The resulting company will continue under the Alumis name at the biotech’s South San Francisco headquarters and be headed up by Alumis’ executive team. Stockholders of Alumis—which went public last year—will own 55% of the company, with Acelyrin’s shareholders comprising the remaining 45%.
With Acelyrin sitting on $448 million in cash and equivalents and Alumis bringing $289 million to the table, Alumis expects that postmerger it will have a cash runway into 2027.
The expanded Alumis will be taking its pick from the two companies’ pipelines. This includes continuing with its own ESK-001, an allosteric tyrosine kinase 2 inhibitor in a phase 3 plaque psoriasis trial, as well as the TYK2 inhibitor A-005, which is being lined up for a phase 2 trial in multiple sclerosis later this year.

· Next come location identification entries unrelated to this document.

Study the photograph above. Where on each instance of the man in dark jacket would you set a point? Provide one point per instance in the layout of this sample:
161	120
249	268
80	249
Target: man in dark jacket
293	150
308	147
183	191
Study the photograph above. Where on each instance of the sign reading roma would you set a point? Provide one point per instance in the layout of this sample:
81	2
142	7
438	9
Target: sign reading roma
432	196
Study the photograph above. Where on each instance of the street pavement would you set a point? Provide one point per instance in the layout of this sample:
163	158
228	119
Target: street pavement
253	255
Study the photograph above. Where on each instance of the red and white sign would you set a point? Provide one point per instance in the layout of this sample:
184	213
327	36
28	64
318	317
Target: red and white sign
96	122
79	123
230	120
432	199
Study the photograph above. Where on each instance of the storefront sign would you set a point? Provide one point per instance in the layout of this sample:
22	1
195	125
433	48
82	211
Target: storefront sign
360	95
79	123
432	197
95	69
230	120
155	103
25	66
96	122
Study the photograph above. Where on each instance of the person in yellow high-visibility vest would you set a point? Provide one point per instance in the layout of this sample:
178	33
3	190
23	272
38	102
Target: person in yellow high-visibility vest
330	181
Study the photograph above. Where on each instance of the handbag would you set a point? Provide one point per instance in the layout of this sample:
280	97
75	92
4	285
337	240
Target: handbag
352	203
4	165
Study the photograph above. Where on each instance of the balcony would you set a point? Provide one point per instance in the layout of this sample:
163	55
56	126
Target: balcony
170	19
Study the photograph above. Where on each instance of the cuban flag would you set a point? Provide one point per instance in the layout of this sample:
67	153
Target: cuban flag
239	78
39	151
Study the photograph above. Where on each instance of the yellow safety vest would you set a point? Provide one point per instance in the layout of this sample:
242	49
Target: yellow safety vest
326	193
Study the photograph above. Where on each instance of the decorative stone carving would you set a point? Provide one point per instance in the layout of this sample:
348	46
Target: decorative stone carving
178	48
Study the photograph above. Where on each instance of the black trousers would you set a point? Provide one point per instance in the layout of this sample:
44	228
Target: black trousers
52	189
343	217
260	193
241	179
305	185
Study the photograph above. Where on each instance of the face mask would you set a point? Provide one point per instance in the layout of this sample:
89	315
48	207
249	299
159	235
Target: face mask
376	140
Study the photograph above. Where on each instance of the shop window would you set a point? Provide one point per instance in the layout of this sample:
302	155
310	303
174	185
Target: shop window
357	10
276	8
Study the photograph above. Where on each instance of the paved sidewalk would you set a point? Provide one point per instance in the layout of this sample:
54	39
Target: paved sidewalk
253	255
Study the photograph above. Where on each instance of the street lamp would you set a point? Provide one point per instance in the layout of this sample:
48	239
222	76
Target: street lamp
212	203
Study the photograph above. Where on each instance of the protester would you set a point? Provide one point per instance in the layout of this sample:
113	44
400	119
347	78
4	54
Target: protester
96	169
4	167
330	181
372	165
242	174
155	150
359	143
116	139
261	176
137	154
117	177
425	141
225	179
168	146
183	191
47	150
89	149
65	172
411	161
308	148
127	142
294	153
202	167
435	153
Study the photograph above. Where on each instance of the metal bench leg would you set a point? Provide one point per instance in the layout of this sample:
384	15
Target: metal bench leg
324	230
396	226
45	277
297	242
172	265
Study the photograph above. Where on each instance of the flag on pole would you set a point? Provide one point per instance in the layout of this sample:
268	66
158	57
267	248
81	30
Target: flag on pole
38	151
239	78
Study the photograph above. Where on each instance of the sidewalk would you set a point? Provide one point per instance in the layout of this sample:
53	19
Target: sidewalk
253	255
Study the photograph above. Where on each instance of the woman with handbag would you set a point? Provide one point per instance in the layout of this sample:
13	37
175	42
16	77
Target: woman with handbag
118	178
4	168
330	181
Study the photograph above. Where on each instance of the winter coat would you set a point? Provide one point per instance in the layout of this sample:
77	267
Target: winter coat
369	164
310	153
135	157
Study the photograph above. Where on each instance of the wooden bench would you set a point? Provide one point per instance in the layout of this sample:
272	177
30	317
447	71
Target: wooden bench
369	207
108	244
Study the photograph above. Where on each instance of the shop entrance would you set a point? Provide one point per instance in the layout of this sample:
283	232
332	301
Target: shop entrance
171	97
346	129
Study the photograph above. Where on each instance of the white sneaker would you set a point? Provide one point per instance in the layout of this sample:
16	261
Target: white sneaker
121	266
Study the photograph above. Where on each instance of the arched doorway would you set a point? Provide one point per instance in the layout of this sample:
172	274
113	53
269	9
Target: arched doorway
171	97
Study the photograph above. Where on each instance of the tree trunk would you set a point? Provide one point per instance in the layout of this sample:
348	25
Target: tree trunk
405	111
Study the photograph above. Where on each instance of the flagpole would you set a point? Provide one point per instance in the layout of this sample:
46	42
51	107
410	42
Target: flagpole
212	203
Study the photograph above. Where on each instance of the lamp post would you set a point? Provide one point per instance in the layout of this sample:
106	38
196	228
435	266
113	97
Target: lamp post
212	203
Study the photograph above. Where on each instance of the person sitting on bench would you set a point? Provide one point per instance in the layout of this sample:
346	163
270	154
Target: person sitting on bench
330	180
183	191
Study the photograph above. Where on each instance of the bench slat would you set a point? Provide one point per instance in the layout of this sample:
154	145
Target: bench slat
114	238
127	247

The company will also take forward Acelyrin’s anti-IGF-1R monoclonal antibody lonigutamab, which is in a phase 2 trial for thyroid eye disease. Acelyrin will “re-evaluate the development program for lonigutamab to confirm its differentiation in a capital efficient manner,” according to the Feb. 6 postmarket release.
Recent months have proved tough for Acelyrin, which laid off a third of its workforce last summer as the biotech shifted attention from its former lead asset izokibep to lonigutamab, with hopes the latter drug could be a competitor to Amgen's thyroid eye disease blockbuster Tepezza.

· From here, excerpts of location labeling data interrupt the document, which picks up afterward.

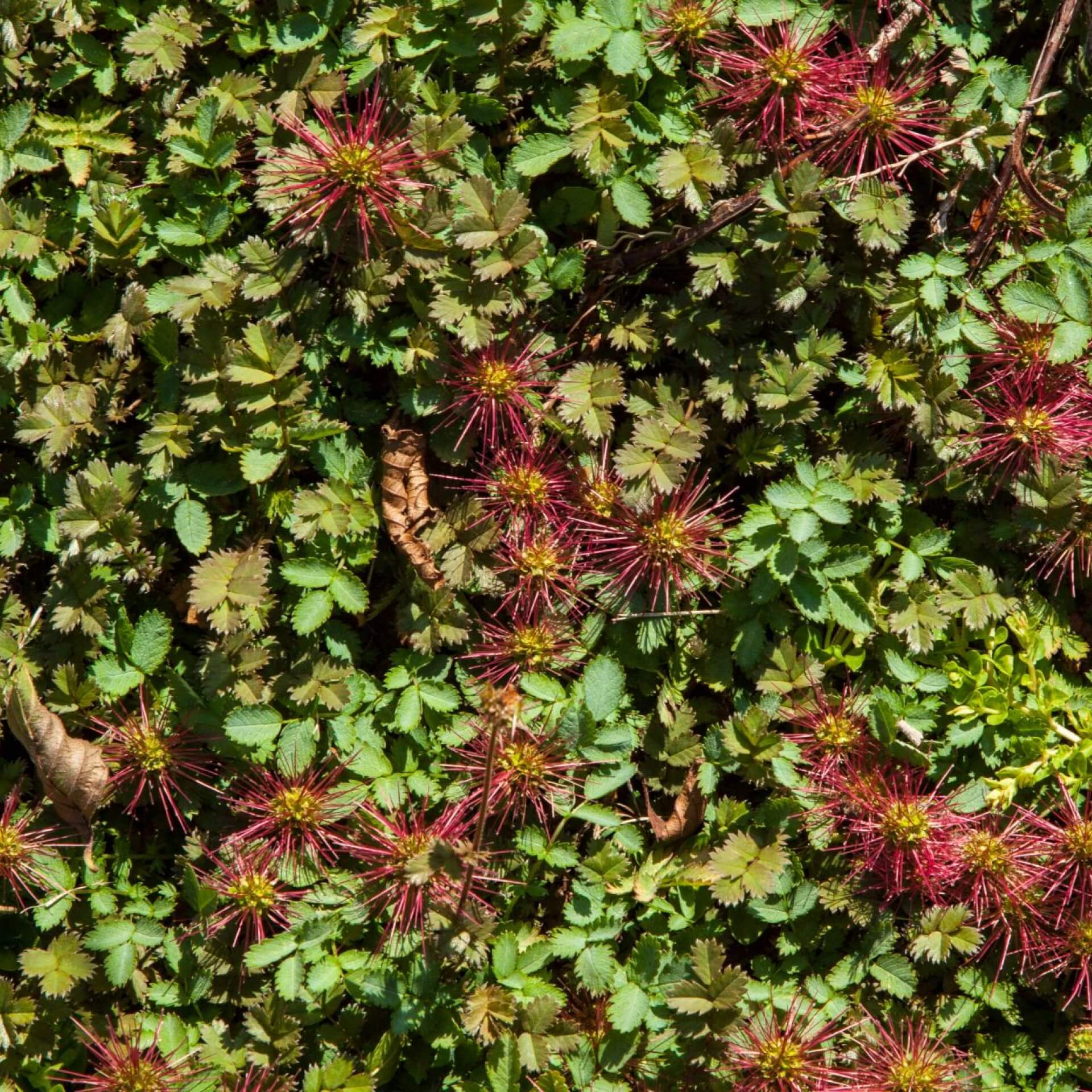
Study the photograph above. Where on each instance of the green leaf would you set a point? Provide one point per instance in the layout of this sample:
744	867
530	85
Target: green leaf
578	39
628	1008
1031	303
625	52
742	867
192	526
896	975
59	967
350	592
631	201
113	679
253	726
313	612
604	686
535	154
152	636
847	609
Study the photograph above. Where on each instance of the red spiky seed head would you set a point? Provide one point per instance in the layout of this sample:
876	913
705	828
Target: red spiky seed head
693	27
665	551
253	897
532	642
361	166
530	770
890	121
26	850
543	564
1064	955
777	79
154	759
300	816
1028	419
907	1058
1064	839
121	1065
833	732
995	870
897	830
782	1052
414	866
493	388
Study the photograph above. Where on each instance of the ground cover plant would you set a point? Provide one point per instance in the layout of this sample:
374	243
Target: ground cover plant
545	546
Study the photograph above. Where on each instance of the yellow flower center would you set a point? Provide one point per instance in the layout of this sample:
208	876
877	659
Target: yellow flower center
665	539
915	1075
524	759
780	1060
882	110
905	825
837	732
1080	938
987	853
149	750
1030	425
13	846
496	379
533	646
254	892
296	805
1078	841
138	1075
787	67
523	486
600	496
539	560
356	165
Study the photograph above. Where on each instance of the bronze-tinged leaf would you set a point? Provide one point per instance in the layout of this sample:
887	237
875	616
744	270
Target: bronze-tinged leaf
407	509
72	771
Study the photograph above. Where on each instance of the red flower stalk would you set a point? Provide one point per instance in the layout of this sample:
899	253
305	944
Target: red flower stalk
668	548
522	483
778	78
529	770
994	872
1064	839
895	121
1069	553
833	733
153	760
599	487
897	830
122	1065
905	1058
491	386
246	879
362	166
782	1052
258	1079
544	562
24	851
1020	349
693	27
414	866
300	817
1029	417
1066	953
531	642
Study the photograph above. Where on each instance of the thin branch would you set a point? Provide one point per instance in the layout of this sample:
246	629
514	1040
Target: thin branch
1014	165
900	165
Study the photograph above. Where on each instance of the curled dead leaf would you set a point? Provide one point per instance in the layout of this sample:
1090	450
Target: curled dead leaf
72	771
686	815
406	506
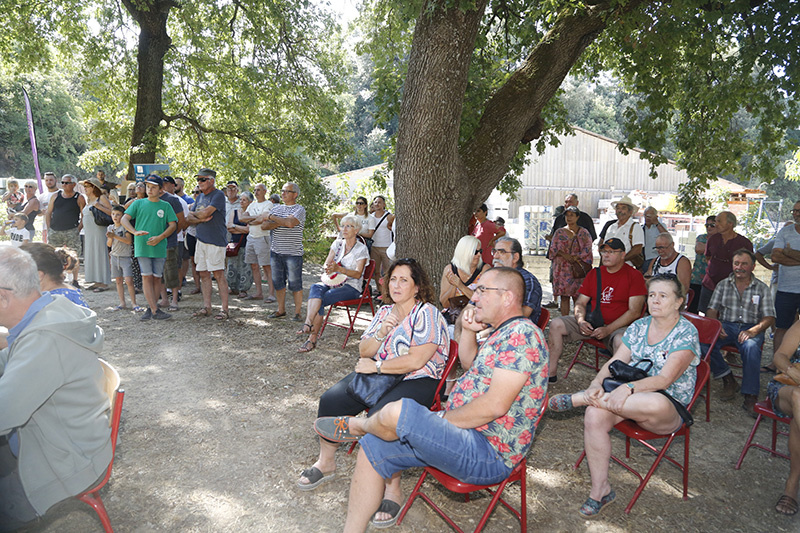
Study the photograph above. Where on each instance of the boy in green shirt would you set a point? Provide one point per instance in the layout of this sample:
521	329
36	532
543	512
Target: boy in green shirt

Then, last week, Affibody claimed Acelyrin had “not been able to fully capitalize” on izokibep’s potential after Acelyrin punted the drug back to its former partner.
In yesterday’s release, Bruce Cozadd, chair of Acelyrin’s board, said the merger with Alumis “represents the culmination of a thorough strategic review process … to determine the best and most value-maximizing path forward.”

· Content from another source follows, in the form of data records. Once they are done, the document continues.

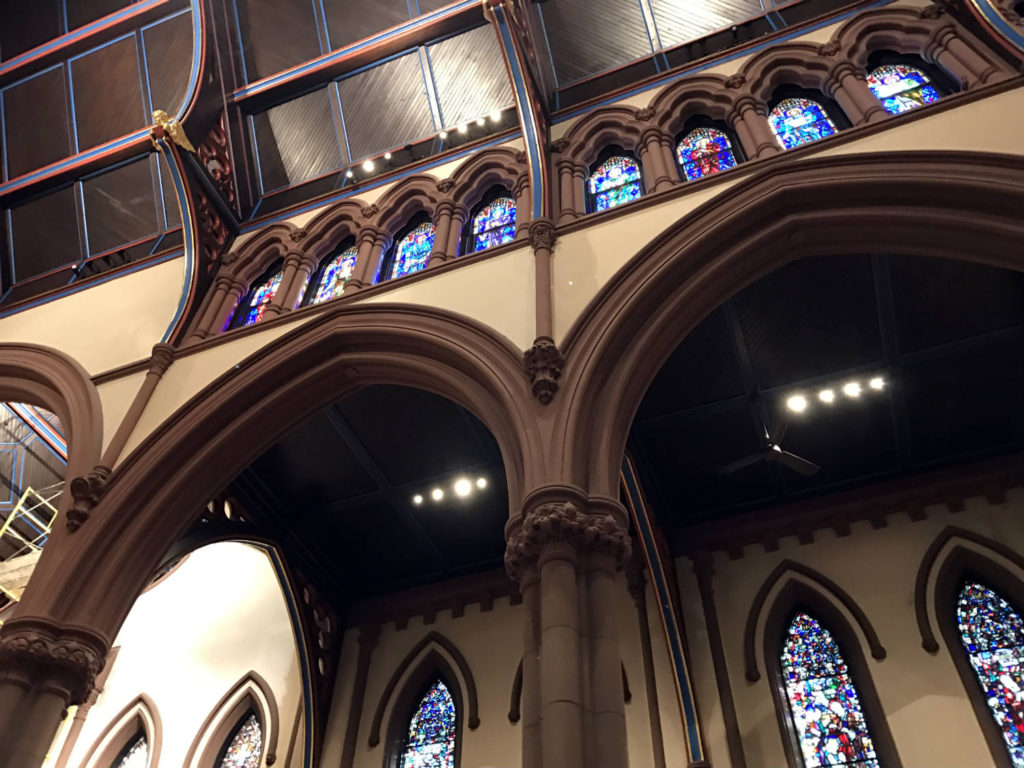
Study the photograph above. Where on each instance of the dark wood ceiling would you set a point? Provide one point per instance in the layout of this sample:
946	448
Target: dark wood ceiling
946	336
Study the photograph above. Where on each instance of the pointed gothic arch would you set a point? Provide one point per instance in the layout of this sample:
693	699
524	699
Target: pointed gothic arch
250	693
139	716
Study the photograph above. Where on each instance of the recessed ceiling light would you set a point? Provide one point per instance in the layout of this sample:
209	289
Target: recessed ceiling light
797	403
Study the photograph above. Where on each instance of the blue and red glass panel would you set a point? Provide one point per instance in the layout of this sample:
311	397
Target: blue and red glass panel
800	121
901	88
704	152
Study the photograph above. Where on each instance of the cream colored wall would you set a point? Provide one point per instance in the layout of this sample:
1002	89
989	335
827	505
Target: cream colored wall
931	719
192	638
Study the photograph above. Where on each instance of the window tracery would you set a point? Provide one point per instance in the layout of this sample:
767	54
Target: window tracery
992	634
824	707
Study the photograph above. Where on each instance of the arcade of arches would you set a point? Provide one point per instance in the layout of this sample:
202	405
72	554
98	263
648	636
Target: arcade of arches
676	422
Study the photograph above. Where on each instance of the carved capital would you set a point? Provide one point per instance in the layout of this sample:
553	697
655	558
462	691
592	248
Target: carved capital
86	492
544	367
542	233
60	659
563	523
161	358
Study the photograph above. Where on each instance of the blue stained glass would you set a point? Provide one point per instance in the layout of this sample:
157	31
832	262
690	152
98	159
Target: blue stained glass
823	702
992	633
901	88
431	732
495	225
412	252
615	181
702	152
335	276
800	121
262	296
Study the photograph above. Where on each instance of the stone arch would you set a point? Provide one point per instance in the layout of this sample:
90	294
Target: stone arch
157	492
441	655
947	204
251	692
140	714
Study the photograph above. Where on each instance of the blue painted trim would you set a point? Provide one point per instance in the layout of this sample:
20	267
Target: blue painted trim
389	180
663	591
186	233
341	53
718	61
527	120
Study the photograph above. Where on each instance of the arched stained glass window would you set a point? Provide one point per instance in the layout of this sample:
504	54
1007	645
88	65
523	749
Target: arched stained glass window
705	151
495	224
335	275
430	741
135	755
901	87
992	634
411	253
245	747
261	298
615	181
824	707
800	121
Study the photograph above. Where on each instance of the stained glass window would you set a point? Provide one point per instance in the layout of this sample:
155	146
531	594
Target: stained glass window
246	745
135	756
261	298
412	252
495	224
615	181
705	151
335	276
823	702
800	121
992	633
430	742
900	87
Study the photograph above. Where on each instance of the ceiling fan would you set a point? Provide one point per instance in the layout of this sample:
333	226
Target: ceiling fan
773	453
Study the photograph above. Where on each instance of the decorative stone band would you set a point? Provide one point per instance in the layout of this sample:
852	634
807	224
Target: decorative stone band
563	523
39	653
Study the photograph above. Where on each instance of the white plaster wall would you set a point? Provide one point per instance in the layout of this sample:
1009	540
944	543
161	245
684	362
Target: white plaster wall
105	326
930	716
192	638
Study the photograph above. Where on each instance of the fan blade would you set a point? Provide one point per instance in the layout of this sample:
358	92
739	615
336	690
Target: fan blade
797	464
739	464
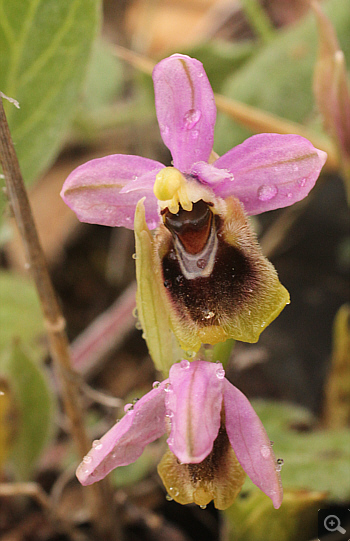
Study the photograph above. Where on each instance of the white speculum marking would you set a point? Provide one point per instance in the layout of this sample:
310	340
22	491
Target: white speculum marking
206	258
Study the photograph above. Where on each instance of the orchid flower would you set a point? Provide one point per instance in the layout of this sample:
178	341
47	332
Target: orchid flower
214	436
213	281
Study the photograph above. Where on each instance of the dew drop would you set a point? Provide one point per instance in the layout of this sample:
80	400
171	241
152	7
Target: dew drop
128	407
164	129
201	263
280	463
220	373
174	491
96	444
179	280
265	451
168	388
267	192
191	117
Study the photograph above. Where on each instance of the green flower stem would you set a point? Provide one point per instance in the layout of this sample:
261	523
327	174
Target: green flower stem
100	498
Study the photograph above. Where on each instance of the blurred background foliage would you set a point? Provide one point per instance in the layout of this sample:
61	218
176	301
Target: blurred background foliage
79	100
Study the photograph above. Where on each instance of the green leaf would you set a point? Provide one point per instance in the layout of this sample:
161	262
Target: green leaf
20	314
221	59
150	307
35	408
314	458
278	79
45	46
252	516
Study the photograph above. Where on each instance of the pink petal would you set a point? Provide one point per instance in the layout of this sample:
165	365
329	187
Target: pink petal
185	108
193	403
126	440
269	171
93	190
251	443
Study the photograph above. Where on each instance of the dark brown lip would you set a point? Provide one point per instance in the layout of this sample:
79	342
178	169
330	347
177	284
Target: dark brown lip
192	228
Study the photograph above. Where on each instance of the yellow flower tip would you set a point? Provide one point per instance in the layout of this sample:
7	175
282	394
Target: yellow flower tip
170	188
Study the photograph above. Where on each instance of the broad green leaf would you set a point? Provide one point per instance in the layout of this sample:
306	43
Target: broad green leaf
252	516
315	459
278	79
221	59
8	420
20	314
44	49
35	407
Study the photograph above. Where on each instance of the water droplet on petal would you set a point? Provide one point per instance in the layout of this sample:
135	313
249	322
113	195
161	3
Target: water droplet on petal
208	314
220	373
174	491
267	192
179	280
191	117
168	388
96	444
280	463
128	407
265	451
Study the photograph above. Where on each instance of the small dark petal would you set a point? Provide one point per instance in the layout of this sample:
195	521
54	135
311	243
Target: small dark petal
219	477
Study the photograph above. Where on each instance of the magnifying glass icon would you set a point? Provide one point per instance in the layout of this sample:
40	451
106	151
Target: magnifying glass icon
332	524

“We are confident that Alumis is the right partner to optimize the development of lonigutamab and together deliver long-term stockholder value,” Cozadd added.
Alumis’ CEO Martin Babler said the merger would provide Alumis with “the financial flexibility and runway to advance an expanded late-stage pipeline, now including lonigutamab, and build commercial capabilities.”